心の切り替えができない私は、誰から見ても敗戦で肩を落とした日本人に見えたのだろう。また日本兵の軍服で汽車に乗り込んでいた私は、8月15日をもって急に威張りはじめた連中の嫌がらせを受けた。座席の中に置いた新品の飯盒を朝鮮人に盗まれ、それを奪い返そうとすると、『なんだお前、朝鮮人をバカにするな!降りて来い!』と、たちまち数人に取り囲まれてしまった。多勢に無勢、勝ち目はない。こうなっては『すみません、私の記憶違いでした』と謝り、難を逃れるしか術はなかった。
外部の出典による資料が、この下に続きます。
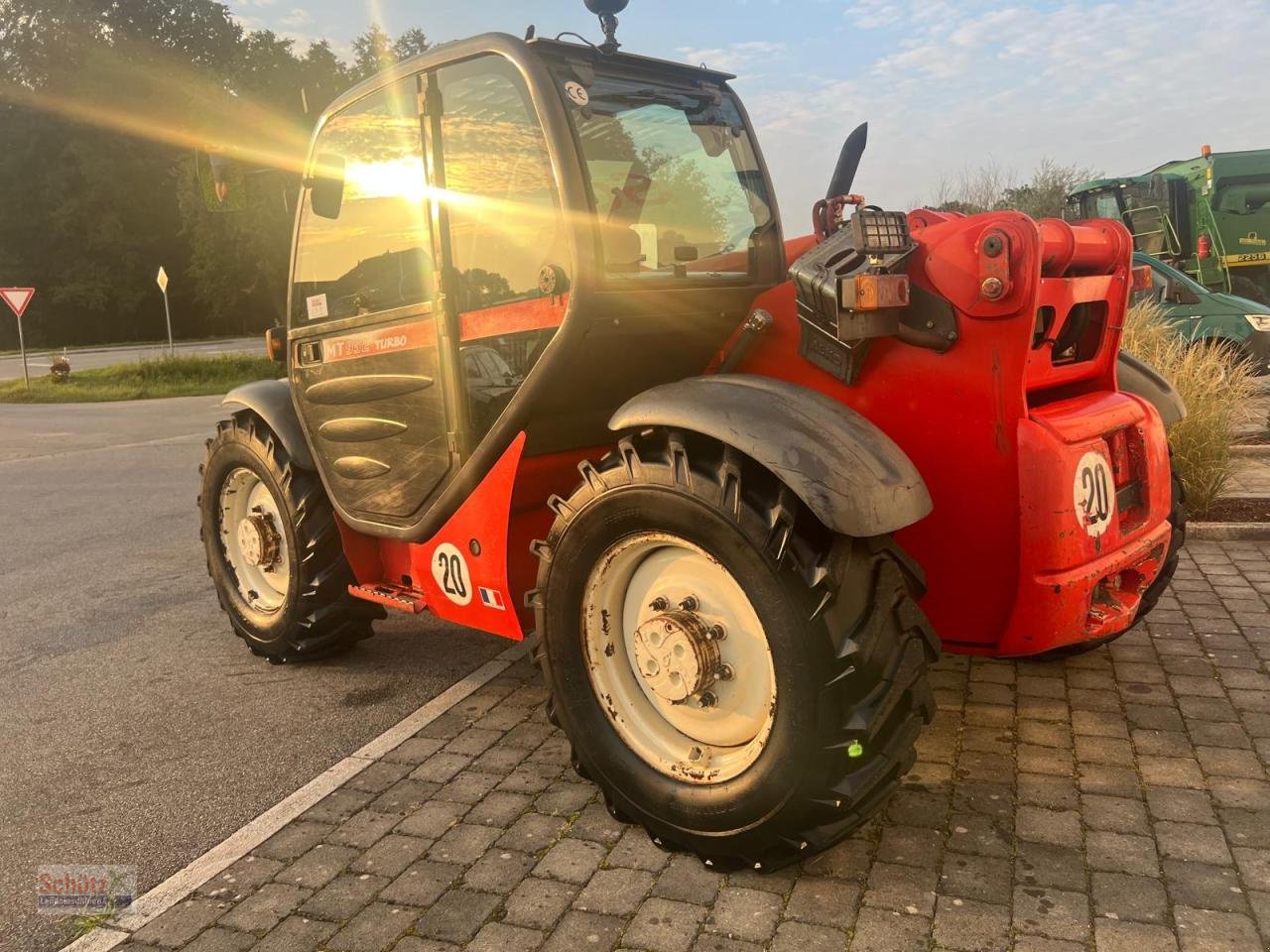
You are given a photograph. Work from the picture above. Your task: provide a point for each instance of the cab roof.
(517, 49)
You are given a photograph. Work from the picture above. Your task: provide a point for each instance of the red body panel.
(998, 425)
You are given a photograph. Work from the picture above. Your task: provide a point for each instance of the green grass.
(145, 380)
(1216, 395)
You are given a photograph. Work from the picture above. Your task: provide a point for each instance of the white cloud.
(1116, 86)
(734, 58)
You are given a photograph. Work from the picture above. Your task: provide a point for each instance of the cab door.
(368, 377)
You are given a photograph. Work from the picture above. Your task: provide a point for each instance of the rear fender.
(271, 402)
(844, 470)
(1144, 381)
それから佐世保に到着するまでの30時間、連中は執拗に私を含め多くの日本人乗客をいびり続けた。若い女性がトイレに行こうとすると通路を塞ぎ、次の駅で窓から降りるよう指示するなど、この連中のあまりにも情けない行状を、私ははらわたが煮え繰り返る思いで眺めていた。ただ黙って見ているしかなかったのである。(中略)
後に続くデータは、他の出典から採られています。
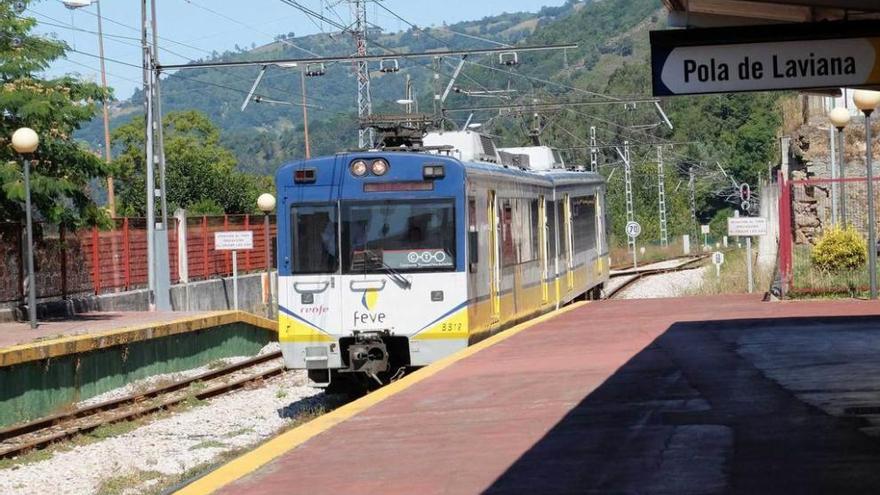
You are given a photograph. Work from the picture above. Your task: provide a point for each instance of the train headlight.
(359, 168)
(379, 167)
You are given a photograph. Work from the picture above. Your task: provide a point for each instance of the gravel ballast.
(170, 445)
(672, 284)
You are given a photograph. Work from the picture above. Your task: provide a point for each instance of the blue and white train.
(390, 260)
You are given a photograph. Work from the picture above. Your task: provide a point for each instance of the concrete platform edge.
(287, 441)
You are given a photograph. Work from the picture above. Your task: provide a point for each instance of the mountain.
(266, 134)
(612, 58)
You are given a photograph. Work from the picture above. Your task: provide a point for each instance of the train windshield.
(400, 236)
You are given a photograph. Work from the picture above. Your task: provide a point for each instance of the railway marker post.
(234, 241)
(718, 260)
(747, 227)
(633, 229)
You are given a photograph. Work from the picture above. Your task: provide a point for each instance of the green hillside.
(612, 58)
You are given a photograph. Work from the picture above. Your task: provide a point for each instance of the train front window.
(314, 239)
(400, 236)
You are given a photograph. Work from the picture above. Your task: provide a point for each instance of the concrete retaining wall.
(207, 295)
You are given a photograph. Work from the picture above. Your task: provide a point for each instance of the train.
(391, 259)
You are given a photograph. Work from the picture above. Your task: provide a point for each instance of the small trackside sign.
(234, 241)
(760, 58)
(746, 226)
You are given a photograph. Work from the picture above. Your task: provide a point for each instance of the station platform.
(20, 343)
(723, 394)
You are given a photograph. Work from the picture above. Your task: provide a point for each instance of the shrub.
(839, 249)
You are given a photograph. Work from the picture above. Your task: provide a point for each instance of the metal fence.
(101, 261)
(807, 209)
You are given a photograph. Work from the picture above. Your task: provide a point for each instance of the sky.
(192, 29)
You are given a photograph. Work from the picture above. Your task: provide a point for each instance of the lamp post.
(867, 101)
(25, 141)
(840, 117)
(266, 203)
(108, 156)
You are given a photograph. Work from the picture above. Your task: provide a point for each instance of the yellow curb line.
(287, 441)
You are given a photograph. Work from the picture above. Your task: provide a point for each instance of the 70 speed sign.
(633, 229)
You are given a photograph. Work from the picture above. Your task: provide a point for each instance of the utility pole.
(365, 106)
(627, 177)
(693, 198)
(150, 178)
(158, 276)
(302, 79)
(594, 151)
(661, 190)
(108, 152)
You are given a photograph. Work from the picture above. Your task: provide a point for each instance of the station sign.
(633, 229)
(747, 226)
(240, 240)
(825, 55)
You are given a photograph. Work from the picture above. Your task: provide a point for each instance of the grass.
(208, 444)
(125, 483)
(810, 281)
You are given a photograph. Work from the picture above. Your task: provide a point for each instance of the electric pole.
(365, 106)
(594, 151)
(158, 276)
(627, 177)
(661, 192)
(693, 197)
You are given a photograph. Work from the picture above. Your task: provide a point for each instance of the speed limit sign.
(633, 229)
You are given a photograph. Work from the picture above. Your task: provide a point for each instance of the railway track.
(637, 274)
(22, 438)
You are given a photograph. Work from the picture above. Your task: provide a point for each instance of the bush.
(839, 249)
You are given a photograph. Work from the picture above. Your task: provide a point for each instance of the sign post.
(633, 229)
(718, 260)
(747, 227)
(764, 58)
(234, 241)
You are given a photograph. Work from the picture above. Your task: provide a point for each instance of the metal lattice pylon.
(627, 177)
(661, 193)
(365, 106)
(594, 151)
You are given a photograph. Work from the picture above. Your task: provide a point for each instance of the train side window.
(314, 232)
(473, 235)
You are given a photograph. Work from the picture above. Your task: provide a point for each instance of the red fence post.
(226, 253)
(785, 242)
(247, 254)
(63, 239)
(126, 253)
(205, 245)
(96, 267)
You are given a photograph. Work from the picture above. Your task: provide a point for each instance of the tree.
(200, 172)
(55, 108)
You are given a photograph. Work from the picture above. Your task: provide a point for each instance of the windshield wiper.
(393, 274)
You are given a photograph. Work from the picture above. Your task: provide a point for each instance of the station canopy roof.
(712, 13)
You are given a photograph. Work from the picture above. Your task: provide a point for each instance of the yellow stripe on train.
(294, 330)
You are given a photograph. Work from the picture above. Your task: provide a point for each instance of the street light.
(840, 117)
(266, 203)
(867, 101)
(108, 152)
(25, 142)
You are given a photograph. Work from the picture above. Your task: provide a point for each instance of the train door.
(494, 259)
(569, 249)
(543, 250)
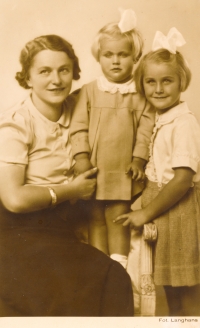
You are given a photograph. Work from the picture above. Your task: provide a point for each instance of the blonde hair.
(164, 56)
(112, 31)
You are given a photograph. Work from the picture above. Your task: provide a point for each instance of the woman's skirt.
(45, 271)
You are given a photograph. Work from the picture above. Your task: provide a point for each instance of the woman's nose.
(56, 78)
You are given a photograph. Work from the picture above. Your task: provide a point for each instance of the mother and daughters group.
(65, 157)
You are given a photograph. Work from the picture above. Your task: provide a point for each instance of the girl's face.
(116, 59)
(161, 85)
(50, 78)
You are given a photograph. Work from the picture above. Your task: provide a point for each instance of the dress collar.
(173, 113)
(64, 119)
(107, 86)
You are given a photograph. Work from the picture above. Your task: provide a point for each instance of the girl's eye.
(65, 70)
(167, 81)
(150, 82)
(44, 72)
(124, 55)
(107, 55)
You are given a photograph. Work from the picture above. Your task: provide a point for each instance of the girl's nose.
(56, 78)
(159, 88)
(116, 59)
佐世保キャンプで私は面白い場面にも遭遇した。あの引き揚げ列車の中で、私を含め敗戦で意気消沈する日本人をいびり続け、肩をいからせていた朝鮮人たちが、「中華民国台湾青年隊」の腕章をつけた我々におべっかを使って擦り寄ってきたのである。それは中華民国が連合軍の一員であったからに他ならない。弱い者には威張りちらし、強い者には媚びへつらう、そんな彼らの極端な習性を目の当たりにした思いがした。」
(蔡焜燦「台湾人と日本精神」小学館文庫)
昔も今も変わらない朝鮮人の習性。